At least ten journalists were also injured in melees around Caracas, opposition leader Maria Corina Machado said.

The opposition coalition and a self-styled, youth-led “Resistance” movement in early April launched protests against Maduro whom they accuse of turning the country into a dictatorship and wrecking what should be a prosperous economy.

Maduro calls demonstrators “terrorists” seeking a coup with the support of the United States and the international media.

Some 100 people have died in the unrest since April, including five during a national strike on Thursday.

Thousands more have also been injured and hundreds arrested.

Demonstrators clash with riot security forces while rallying against Venezuela’s President Nicolas Maduro’s government in Caracas, Venezuela, July 22, 2017.Andres Martinez Casares

‘Brutal Repression’

Venezuela’s political crisis has entered a dangerous new stage as the opposition escalates street tactics to try and block a controversial new super-congress Maduro wants to set up with an election next weekend.
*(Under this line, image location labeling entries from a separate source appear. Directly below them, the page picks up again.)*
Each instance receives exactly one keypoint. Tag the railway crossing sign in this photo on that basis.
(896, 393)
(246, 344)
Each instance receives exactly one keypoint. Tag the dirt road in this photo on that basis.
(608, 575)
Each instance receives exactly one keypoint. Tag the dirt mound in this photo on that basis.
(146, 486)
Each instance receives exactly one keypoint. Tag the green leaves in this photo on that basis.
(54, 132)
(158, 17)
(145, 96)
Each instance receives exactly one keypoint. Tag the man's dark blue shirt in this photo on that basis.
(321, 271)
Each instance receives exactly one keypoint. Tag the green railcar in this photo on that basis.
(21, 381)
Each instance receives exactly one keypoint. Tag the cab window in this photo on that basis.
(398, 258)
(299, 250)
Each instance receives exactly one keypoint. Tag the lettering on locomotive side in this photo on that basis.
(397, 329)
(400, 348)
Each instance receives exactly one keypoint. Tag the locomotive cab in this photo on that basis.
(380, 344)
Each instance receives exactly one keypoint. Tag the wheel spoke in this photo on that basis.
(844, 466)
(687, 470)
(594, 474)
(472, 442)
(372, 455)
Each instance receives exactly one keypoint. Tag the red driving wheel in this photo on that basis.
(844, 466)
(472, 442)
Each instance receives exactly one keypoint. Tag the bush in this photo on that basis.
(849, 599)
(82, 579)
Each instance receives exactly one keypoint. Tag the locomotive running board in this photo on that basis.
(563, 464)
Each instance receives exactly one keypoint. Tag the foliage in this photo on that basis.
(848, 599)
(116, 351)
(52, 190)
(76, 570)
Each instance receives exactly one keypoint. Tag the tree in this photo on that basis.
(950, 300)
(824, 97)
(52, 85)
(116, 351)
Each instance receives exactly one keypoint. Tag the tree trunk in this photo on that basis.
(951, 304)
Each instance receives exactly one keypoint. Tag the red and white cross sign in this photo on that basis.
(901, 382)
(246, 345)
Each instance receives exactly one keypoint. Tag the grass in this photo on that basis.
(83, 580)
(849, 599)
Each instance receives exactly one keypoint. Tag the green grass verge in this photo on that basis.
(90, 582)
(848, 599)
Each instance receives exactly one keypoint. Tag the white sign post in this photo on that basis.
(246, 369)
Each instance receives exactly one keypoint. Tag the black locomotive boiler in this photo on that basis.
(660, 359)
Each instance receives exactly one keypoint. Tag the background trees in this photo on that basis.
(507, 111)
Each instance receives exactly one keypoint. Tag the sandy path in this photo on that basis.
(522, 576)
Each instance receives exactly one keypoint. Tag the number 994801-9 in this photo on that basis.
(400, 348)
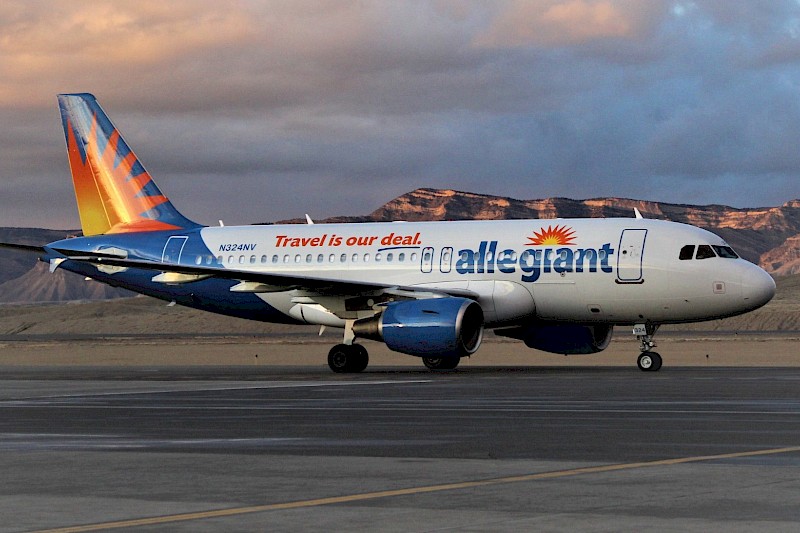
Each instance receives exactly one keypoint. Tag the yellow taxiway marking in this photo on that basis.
(157, 520)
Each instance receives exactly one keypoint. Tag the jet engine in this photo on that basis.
(435, 327)
(567, 339)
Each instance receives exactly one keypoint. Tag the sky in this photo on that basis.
(247, 111)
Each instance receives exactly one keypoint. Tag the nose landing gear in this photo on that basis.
(648, 361)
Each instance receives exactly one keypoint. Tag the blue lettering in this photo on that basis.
(532, 262)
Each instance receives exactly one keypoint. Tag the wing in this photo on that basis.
(25, 248)
(255, 281)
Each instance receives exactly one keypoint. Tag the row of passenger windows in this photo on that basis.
(308, 259)
(705, 251)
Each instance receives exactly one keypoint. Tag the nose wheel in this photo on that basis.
(649, 362)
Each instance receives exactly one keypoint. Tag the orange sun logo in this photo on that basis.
(553, 235)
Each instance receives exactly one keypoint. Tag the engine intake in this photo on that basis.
(435, 327)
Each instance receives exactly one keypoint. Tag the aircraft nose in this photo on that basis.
(758, 287)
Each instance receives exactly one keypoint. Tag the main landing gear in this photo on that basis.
(648, 361)
(348, 358)
(441, 363)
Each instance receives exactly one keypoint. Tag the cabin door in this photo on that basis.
(630, 256)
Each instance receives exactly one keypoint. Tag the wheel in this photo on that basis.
(338, 358)
(649, 362)
(344, 358)
(361, 359)
(441, 363)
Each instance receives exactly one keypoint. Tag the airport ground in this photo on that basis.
(110, 434)
(132, 416)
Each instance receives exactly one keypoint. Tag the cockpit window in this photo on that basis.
(704, 251)
(726, 252)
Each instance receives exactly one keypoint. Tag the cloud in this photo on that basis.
(254, 111)
(559, 23)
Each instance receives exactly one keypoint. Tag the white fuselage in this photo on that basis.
(619, 271)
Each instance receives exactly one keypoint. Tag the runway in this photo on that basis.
(398, 449)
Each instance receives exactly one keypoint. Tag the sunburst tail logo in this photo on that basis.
(115, 194)
(553, 235)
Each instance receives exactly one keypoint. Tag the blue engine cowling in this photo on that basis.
(567, 339)
(435, 327)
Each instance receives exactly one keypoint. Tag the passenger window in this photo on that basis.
(704, 251)
(725, 252)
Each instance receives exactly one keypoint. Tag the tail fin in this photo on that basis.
(115, 193)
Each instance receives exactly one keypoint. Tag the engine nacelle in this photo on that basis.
(567, 339)
(435, 327)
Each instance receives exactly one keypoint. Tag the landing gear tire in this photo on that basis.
(441, 363)
(649, 362)
(348, 358)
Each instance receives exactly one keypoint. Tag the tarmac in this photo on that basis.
(398, 448)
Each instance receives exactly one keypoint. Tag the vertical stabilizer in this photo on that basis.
(115, 193)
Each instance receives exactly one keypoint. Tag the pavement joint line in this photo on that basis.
(350, 498)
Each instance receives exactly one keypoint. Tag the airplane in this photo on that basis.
(426, 289)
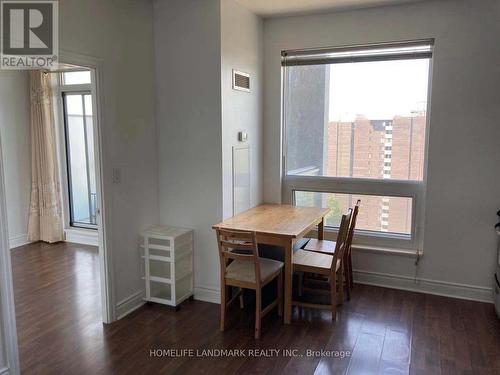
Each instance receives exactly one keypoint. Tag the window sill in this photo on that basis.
(388, 250)
(380, 249)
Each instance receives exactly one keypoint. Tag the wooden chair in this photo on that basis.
(242, 267)
(328, 247)
(327, 265)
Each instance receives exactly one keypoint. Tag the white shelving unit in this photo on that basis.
(168, 264)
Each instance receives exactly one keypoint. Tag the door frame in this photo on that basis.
(7, 306)
(104, 236)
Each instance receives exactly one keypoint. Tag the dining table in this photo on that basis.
(280, 225)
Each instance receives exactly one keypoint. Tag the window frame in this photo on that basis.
(413, 189)
(68, 89)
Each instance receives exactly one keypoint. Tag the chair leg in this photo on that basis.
(333, 295)
(258, 311)
(300, 280)
(347, 283)
(223, 307)
(280, 294)
(341, 283)
(242, 303)
(349, 262)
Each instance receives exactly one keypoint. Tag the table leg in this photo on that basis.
(321, 229)
(288, 281)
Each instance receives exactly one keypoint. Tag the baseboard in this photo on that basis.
(440, 288)
(17, 241)
(129, 304)
(207, 295)
(82, 236)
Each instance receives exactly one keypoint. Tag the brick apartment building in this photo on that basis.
(381, 149)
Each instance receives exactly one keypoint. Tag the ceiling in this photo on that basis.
(275, 8)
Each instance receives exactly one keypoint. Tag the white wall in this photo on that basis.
(242, 49)
(188, 104)
(120, 33)
(197, 44)
(16, 151)
(464, 152)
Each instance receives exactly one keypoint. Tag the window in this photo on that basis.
(80, 158)
(76, 77)
(355, 127)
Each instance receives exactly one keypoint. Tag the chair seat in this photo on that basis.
(244, 270)
(321, 246)
(309, 261)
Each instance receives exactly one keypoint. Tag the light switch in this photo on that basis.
(117, 176)
(242, 136)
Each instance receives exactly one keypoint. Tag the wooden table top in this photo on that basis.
(275, 219)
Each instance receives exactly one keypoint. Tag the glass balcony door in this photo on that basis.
(79, 132)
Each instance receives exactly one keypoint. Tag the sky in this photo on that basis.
(378, 90)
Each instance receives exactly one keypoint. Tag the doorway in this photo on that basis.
(81, 187)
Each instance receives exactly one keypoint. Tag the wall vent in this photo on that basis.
(241, 81)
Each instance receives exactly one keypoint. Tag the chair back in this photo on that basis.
(352, 227)
(237, 245)
(341, 242)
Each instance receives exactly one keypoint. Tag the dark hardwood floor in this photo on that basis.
(384, 331)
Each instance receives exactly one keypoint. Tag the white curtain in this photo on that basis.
(45, 216)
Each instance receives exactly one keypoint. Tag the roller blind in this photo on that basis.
(419, 49)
The opposition is boycotting that vote, calling it a sham intended to guarantee a majority for the unpopular Maduro. Critics are instead demanding conventional elections to try and end nearly two decades of Socialist Party rule.

Foes of Maduro are threatening to shut down Venezuela with protests to block the July 30 vote for the Constituent Assembly, which could re-write the constitution and disband the existing opposition-led legislature.

At pro-government rallies on Saturday, candidates for the Constituent Assembly said it was the only way to bring peace to Venezuela.

“We are not going to let them destroy our fatherland,” said Delcy Rodriguez, who left her post as foreign minister to stand for the new congress.

“All of us united are going to tell the right wing ‘We’ve had enough of terrorism,'” Maduro’s wife Cilia Flores, also running for an assembly post, told the same rally in Caracas.

Opposition protesters plan to march again on Monday, and Machado said there would also be a general strike at some point next week. International pressure has been ratcheted up on Maduro to abort the vote, including a threat from U.S. President Donald Trump to apply economic sanctions.

But the government is showing no sign of backing down, announcing that it will put 232,000 soldiers on the streets to ensure the Constituent Assembly goes ahead in a week’s time.

National Guard forces could be seen firing tear gas canisters horizontally at demonstrators in contravention of international norms on Saturday, witnesses said.

“The repression has been brutal and the world has to understand what we are living through in the streets of Venezuela,” Machado said. “It’s criminal.”